SAN DIEGO — Renee Lim is still grieving the loss of her 19-year-old son, Ryan, who died of a fentanyl overdose, and adding to that pain is the fact that she searched for months while his body was at the San Diego County Medical Examiner’s Office the entire time.
“Five months of the anxiety and the worrying and the hoping, it’s hard to find words to describe just how deep that pain is,” said Lim. “Your biggest fear is something happening to your child and not knowing where my son was, just the trauma of not knowing, of thinking he was alive.”
While Renee lives up north in Lafayette, CA, Ryan was here in San Diego last year while in treatment for substance abuse until he relapsed and was found unresponsive on a sidewalk downtown before being rushed to UCSD Medical Center, where he was pronounced dead on November 7, 2022.
“It’s actually very difficult to think of life without Ryan in it, but he was just a beautiful, beautiful kid and did not deserve to be discarded and treated the way he was,” said Lim.
Ryan’s body was brought to the Medical Examiner’s Office on November 7, but it sat there unidentified until April of this year. Lim says she called the office in December, describing him and his tattoos, but was told he wasn’t there. It wasn’t until a friend of Ryan’s found his picture on the NamUs website for missing and unidentified persons that Renee realized where he was.
“They have a statutory duty to identify cause of death, a statutory duty to identify the person and identify next of kin. This is their job,” said Marc Greenburg, attorney for the Lim family, who filed a legal claim against the County of San Diego Tuesday. “Five months they sat on a blood sample and did not even try to find cause of death. They didn’t do anything.
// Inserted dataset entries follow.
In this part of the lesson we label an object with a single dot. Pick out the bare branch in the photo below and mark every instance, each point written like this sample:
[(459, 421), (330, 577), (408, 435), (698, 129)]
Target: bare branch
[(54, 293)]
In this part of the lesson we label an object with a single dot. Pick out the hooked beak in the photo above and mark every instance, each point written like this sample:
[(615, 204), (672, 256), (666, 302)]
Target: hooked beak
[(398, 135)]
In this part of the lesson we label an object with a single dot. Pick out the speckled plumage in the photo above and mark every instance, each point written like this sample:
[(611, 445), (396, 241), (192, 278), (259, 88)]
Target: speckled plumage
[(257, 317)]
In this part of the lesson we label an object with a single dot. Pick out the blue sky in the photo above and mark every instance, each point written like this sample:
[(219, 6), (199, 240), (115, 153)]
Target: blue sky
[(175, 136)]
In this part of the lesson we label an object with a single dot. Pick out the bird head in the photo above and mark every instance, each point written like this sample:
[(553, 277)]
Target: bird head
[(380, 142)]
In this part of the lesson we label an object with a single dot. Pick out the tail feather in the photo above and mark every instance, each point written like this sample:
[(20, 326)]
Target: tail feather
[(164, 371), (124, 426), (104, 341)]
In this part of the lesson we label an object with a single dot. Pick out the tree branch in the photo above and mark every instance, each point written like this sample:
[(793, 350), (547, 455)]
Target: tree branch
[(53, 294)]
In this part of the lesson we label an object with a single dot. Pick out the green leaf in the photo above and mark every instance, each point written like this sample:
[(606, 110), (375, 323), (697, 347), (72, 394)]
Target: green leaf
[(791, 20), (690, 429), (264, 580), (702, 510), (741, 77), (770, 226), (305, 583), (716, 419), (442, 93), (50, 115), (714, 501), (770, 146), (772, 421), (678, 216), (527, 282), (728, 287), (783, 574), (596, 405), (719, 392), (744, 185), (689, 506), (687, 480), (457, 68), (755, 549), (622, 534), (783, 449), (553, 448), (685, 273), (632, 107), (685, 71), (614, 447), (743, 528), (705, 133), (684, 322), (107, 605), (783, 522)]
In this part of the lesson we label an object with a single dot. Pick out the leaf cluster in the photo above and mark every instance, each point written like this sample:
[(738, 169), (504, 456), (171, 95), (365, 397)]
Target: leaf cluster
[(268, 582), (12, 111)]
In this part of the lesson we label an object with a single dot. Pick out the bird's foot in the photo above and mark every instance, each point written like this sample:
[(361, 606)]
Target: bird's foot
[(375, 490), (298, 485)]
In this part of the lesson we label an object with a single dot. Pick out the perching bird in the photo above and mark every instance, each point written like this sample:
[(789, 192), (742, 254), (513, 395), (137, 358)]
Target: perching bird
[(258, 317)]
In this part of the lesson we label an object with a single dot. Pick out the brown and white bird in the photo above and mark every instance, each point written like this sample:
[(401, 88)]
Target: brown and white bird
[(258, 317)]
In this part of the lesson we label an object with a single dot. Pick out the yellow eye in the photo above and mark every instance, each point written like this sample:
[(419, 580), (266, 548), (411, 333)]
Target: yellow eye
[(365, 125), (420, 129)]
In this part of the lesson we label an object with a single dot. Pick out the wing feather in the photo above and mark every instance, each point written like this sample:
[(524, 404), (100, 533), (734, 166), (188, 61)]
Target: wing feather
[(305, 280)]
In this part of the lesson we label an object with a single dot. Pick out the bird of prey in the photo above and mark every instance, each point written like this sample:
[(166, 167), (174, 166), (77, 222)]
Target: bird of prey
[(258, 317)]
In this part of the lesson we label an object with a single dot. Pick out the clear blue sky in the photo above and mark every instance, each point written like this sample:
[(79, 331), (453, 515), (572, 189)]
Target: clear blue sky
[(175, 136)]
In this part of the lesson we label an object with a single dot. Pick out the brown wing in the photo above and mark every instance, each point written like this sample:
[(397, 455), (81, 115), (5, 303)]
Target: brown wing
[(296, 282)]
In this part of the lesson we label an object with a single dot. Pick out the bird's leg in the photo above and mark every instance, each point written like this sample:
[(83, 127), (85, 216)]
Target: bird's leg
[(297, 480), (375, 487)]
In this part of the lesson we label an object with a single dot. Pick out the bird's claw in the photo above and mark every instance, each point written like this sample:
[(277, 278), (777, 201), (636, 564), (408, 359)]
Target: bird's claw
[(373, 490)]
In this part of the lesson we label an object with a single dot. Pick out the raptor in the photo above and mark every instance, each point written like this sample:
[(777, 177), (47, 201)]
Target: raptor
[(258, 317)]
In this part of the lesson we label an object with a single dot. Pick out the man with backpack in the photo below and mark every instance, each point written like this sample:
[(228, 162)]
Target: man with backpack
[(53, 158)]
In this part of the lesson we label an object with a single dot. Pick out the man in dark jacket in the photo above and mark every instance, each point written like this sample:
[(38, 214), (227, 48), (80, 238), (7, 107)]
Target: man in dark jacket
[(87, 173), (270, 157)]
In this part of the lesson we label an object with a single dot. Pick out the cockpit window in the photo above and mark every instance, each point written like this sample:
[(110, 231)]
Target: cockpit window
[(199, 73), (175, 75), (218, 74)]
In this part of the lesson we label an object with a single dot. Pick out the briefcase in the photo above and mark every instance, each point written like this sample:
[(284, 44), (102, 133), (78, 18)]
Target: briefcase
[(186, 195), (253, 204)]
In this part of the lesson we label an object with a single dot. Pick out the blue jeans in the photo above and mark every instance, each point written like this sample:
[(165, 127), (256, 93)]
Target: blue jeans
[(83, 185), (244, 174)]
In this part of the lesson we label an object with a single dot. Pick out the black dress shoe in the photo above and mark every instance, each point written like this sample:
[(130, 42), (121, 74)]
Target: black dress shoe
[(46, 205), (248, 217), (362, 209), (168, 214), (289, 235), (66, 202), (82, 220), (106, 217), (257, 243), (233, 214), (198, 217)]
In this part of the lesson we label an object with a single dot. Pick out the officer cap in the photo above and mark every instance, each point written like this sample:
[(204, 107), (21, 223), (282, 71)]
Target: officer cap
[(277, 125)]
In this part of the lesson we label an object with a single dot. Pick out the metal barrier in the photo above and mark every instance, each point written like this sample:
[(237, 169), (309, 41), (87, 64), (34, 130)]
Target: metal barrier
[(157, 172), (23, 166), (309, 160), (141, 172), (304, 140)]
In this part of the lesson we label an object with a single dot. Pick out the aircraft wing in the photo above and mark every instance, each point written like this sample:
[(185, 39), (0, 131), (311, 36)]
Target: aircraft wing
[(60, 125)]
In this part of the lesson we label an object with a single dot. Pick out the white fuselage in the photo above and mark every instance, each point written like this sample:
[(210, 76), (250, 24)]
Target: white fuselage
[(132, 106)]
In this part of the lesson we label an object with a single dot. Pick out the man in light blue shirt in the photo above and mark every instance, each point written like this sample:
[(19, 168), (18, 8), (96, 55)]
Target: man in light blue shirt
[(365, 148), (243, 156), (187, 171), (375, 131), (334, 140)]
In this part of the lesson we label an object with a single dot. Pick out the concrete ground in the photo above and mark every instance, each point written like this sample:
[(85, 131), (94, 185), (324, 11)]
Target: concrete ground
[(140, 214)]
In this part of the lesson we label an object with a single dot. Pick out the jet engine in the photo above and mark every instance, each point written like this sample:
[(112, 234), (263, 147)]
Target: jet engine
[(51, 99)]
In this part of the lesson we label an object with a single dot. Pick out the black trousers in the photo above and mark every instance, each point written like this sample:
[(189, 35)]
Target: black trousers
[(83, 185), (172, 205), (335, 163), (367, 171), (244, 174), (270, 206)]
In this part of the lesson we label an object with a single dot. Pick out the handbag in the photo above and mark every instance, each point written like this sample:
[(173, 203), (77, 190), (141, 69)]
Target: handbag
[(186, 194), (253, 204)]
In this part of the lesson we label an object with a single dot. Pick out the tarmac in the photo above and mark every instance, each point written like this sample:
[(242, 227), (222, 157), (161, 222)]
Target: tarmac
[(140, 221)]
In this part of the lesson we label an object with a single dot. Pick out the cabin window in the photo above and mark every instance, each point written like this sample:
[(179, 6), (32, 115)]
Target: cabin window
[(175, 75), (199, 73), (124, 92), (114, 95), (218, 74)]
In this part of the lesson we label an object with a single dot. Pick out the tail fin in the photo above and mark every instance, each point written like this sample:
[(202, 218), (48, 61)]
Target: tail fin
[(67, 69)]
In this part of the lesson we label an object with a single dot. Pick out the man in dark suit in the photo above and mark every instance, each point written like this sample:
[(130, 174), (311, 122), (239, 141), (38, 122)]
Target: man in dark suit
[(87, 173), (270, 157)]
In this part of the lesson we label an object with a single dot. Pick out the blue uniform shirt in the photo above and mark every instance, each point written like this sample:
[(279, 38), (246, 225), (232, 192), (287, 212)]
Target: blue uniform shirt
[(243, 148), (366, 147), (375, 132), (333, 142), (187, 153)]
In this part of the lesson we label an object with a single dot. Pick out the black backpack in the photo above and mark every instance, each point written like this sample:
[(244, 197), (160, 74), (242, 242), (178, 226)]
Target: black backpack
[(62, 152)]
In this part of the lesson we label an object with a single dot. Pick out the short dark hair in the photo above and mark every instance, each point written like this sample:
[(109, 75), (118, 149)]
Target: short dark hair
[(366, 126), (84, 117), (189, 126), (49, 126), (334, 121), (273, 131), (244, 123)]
They just didn’t care.”
In April, blood sample testing showed that Ryan had fentanyl in his system and the cause of death was determined to be an accident. A spokesperson for the County told CBS 8 that “In fiscal year 2022-23, the Department of the Medical Examiner’s Office identified 83% of John and Jane Doe decedents within 72 hours.”
“They could’ve run the fingerprint against DMV,” said Greenburg. “They could’ve done that on Day 1 and Ryan would’ve been identified and Renee would not have spent months, days upon days looking for her son, it’s just outrageous.”
Renee now lives with the pain of not having been able to say goodbye to her son one last time because of the deterioration of his body over many months.
“When the mortician said that I shouldn’t see Ryan, it really just broke my heart that I couldn’t even see my son one last time,” said Lim.